Daily digest market movers: Gold price climbs alongside the US Dollar
- The US Dollar Index (DXY) edges up 0.32% and sits at 108.04 after hitting a daily low of 107.51.
- The US 10-year Treasury bond yield rises five basis points to 4.487%.
- US real yields, which correlate inversely to Bullion prices, climbed three basis points to 2.062%, a headwind for XAU/USD.
- US Nonfarm Payrolls in January dipped from 256K to 143K, missing the mark of 170K. The Unemployment Rate slid from 4.1% to 4%.
- Money market fed funds rate futures are pricing in 39 basis points of easing by the Federal Reserve in 2025.
XAU/USD technical outlook: Gold prices set to challenge $2,900
Gold’s trend is up yet bulls have failed to clear the $2,900 figure. The Relative Strength Index (RSI) is in overbought territory, while XAU/USD’s price action shows signs of exhaustion.
If Gold drops below $2,800, the next support would be the psychological $2,750 area, followed by the January 27 swing low of $2,730. Conversely, if the yellow metal rises above $2,900, the next key resistance would be the psychological $2,950, followed by $3,000.
Fed FAQs
Monetary policy in the US is shaped by the Federal Reserve (Fed). The Fed has two mandates: to achieve price stability and foster full employment.

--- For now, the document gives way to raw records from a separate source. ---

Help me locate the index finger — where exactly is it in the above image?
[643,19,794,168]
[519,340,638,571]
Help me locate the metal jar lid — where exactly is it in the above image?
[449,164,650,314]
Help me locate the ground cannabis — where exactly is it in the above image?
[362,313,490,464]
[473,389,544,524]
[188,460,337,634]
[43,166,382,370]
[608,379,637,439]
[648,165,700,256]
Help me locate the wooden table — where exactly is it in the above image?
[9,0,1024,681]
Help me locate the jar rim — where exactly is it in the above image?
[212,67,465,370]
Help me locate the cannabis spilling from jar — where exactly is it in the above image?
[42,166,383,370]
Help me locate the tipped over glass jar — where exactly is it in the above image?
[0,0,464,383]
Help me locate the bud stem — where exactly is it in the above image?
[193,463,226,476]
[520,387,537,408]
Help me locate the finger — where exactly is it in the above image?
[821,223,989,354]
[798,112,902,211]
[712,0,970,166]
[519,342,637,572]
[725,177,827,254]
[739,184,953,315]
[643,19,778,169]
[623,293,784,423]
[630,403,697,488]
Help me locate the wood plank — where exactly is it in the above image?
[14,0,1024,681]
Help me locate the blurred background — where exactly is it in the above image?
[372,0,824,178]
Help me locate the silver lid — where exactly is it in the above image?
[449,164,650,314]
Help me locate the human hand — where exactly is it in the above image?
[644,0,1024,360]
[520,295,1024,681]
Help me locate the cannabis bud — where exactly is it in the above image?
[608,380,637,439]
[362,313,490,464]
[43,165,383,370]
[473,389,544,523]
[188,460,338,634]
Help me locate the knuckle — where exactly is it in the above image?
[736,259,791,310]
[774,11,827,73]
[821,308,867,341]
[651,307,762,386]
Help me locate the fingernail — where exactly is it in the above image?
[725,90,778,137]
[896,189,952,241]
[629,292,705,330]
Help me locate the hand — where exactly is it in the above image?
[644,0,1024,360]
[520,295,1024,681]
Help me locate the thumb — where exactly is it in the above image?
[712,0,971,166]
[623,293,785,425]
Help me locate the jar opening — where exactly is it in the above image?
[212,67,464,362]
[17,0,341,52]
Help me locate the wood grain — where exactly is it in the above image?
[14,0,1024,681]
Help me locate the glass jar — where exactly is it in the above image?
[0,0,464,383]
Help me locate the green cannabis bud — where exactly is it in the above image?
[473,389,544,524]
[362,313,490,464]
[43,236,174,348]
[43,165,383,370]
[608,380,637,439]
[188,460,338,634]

Its primary tool to achieve these goals is by adjusting interest rates. When prices are rising too quickly and inflation is above the Fed’s 2% target, it raises interest rates, increasing borrowing costs throughout the economy. This results in a stronger US Dollar (USD) as it makes the US a more attractive place for international investors to park their money. When inflation falls below 2% or the Unemployment Rate is too high, the Fed may lower interest rates to encourage borrowing, which weighs on the Greenback.
The Federal Reserve (Fed) holds eight policy meetings a year, where the Federal Open Market Committee (FOMC) assesses economic conditions and makes monetary policy decisions. The FOMC is attended by twelve Fed officials – the seven members of the Board of Governors, the president of the Federal Reserve Bank of New York, and four of the remaining eleven regional Reserve Bank presidents, who serve one-year terms on a rotating basis.
In extreme situations, the Federal Reserve may resort to a policy named Quantitative Easing (QE). QE is the process by which the Fed substantially increases the flow of credit in a stuck financial system. It is a non-standard policy measure used during crises or when inflation is extremely low. It was the Fed’s weapon of choice during the Great Financial Crisis in 2008. It involves the Fed printing more Dollars and using them to buy high grade bonds from financial institutions. QE usually weakens the US Dollar.
Quantitative tightening (QT) is the reverse process of QE, whereby the Federal Reserve stops buying bonds from financial institutions and does not reinvest the principal from the bonds it holds maturing, to purchase new bonds. It is usually positive for the value of the US Dollar.